So I don’t like “AI”, for various reasons. One being that the AI companies seem intent on destroying the internet by ingesting the things people have made and spitting out slop everywhere.(sidenote: For the latest example: https://pod.geraspora.de/posts/173421631 ) Garbage in, garbage out. Well I don’t want them to do that to my stuff too, so I want to make sure that if they want to soullessly gobble up what I’ve written, they will at least have to do some manual effort. By poisoning my site with garbage data it will become less valuable to these scrapers. Hopefully it will not detract for human visitors.
I planned on generating that garbage data with a model like GPT-2 because I had read somewhere on the internet that it was good at generating plausible-sounding sentences that turn out to be complete garbage if you actually read them. I tried for a while to get my hands on a copy, but it was surprisingly hard, at least for the effort I wanted to put into it and my unwillingness to pull down random codebases from the internet. For a bit too long I searched for something that I could use, until I thought that maybe other people wanted to do something similar. Then I found this post: https://www.brainonfire.net/blog/2024/09/19/poisoning-ai-scrapers/
Turns out there are much simpler algorithms that generate plausible-sounding garbage text, for example a technique called Dissociated Press that strings together random sequence of words from an input text. Better yet, an implementation from 1989 already ships with Emacs! For those who want to try at home it’s called M-x dissociated-press
. (sidenote: Relevant XKCD2 ) It’s listed as an “amusement”, a fun command that wouldn’t find any real use. Until now that is.
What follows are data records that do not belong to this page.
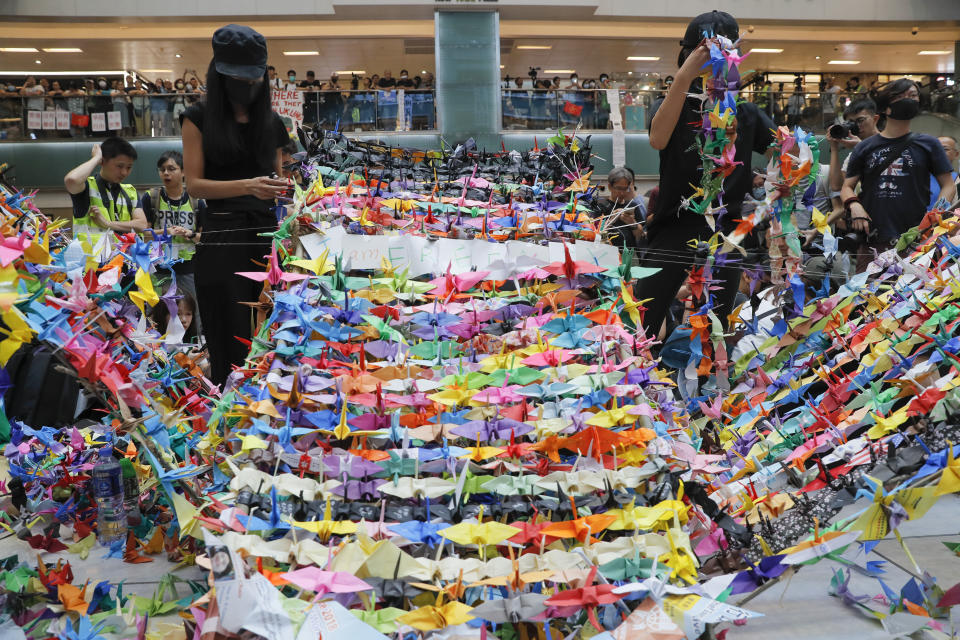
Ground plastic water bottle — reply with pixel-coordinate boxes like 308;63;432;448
120;458;142;527
90;449;127;547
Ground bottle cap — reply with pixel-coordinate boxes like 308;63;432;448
120;458;137;478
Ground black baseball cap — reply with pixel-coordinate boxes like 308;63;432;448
213;24;267;80
680;10;740;49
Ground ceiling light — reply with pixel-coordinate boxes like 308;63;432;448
0;71;127;78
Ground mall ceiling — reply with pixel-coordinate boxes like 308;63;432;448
0;18;960;78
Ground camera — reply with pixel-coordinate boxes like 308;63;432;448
827;121;860;140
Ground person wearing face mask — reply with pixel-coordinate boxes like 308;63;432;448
928;136;960;209
377;69;397;91
283;69;297;91
181;24;290;384
397;69;413;89
840;78;957;272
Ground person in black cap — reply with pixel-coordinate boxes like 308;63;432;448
636;11;774;336
181;24;290;384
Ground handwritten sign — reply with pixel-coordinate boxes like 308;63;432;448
300;227;620;280
270;89;303;135
27;111;43;129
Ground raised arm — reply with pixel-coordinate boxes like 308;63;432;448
650;44;710;151
63;144;103;194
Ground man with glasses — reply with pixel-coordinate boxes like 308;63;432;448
840;78;957;272
597;167;647;249
827;98;880;214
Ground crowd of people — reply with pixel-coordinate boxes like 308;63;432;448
0;71;205;137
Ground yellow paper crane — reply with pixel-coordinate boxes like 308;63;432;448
290;498;357;542
287;249;336;276
657;529;697;584
397;591;473;631
0;307;35;366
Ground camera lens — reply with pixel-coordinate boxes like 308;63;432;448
827;124;849;140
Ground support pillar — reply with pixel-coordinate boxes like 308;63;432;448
434;11;500;150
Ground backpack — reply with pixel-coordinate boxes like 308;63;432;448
3;342;80;429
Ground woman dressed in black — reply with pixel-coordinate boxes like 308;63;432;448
181;25;289;384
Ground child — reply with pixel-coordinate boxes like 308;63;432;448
63;137;147;257
151;291;203;346
139;151;206;298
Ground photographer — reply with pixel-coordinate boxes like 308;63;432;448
597;167;647;249
827;98;880;205
840;78;957;272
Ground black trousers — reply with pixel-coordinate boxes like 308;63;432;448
634;215;742;337
193;211;276;384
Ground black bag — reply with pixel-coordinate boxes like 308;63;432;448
3;342;80;429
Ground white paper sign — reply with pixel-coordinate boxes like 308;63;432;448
107;111;123;131
300;227;620;280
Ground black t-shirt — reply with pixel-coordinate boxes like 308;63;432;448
648;98;774;233
847;133;952;241
180;104;290;212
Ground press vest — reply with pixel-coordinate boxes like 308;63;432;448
147;188;199;261
73;176;137;247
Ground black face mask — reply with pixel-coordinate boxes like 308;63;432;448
889;98;920;120
224;78;260;106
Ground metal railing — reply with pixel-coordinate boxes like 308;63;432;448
501;88;960;134
0;89;437;140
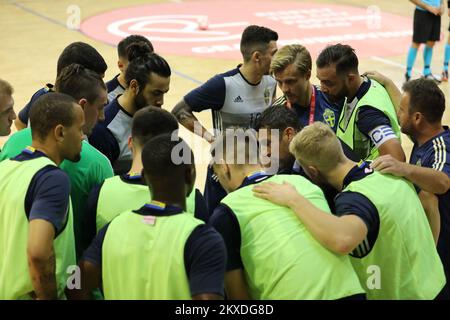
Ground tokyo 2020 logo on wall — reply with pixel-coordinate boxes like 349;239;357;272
81;0;412;59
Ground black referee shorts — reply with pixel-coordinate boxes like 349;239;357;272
413;8;441;43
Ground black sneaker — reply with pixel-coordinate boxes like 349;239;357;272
422;73;442;84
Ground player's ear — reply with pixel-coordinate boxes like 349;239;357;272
252;50;261;62
78;98;87;110
117;59;125;72
305;70;311;81
283;127;297;142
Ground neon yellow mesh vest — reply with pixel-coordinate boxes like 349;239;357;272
96;176;195;232
102;211;203;300
343;172;445;299
0;157;76;300
336;80;400;160
222;175;364;300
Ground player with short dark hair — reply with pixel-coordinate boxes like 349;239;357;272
172;25;278;214
210;129;364;300
316;44;405;161
372;79;450;299
253;122;445;300
106;34;154;101
84;107;208;248
0;64;113;257
14;42;108;130
0;93;84;300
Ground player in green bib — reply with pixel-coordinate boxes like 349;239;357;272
210;130;364;300
0;64;113;258
67;134;226;300
84;107;207;243
254;122;445;299
0;93;84;300
316;44;405;161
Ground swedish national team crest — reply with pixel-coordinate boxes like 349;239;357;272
323;108;336;128
264;88;270;105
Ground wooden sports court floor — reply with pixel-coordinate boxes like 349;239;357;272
0;0;450;188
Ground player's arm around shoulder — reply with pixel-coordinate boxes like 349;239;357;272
253;182;368;255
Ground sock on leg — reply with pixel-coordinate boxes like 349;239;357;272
406;47;418;77
423;46;433;76
444;43;450;71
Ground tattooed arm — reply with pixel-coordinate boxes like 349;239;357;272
27;219;57;300
172;100;214;143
I modified it a little bit so that it will spit out garbage from the blog post I’m currently writing. Look at the text after this post to see what it looks like. It doesn’t always generate good results, especially if the input text is short.
The way I’ve set it up it includes the “Articles from blogs I follow around the net” I have at the end of each blog post. I’m not sure if I want to turn other’s texts into garbage, but it’s such small amounts that it doesn’t feel that bad. It includes some more variation to the garbage as well which I think increases its quality. I think I might manually remove the artefacts that come from the algorithm ingesting formatting text, things like: “Footnotes:” or “via Fire with Fire December 23, 2024”.
So if you read some completely incomprehensible on this blog, it might just be me who can’t write, but it could also be some AI bait.
Implementation. 🔗︎
I had to modify the function a little bit so that it made sense to call from elisp.
(defun my/dissociated-press (iterations &optional arg) "Dissociate the text of the current buffer. Output goes in buffer named *Dissociation*, which is redisplayed each time text is added to it.ITERATIONS is how many iterations of text to produce.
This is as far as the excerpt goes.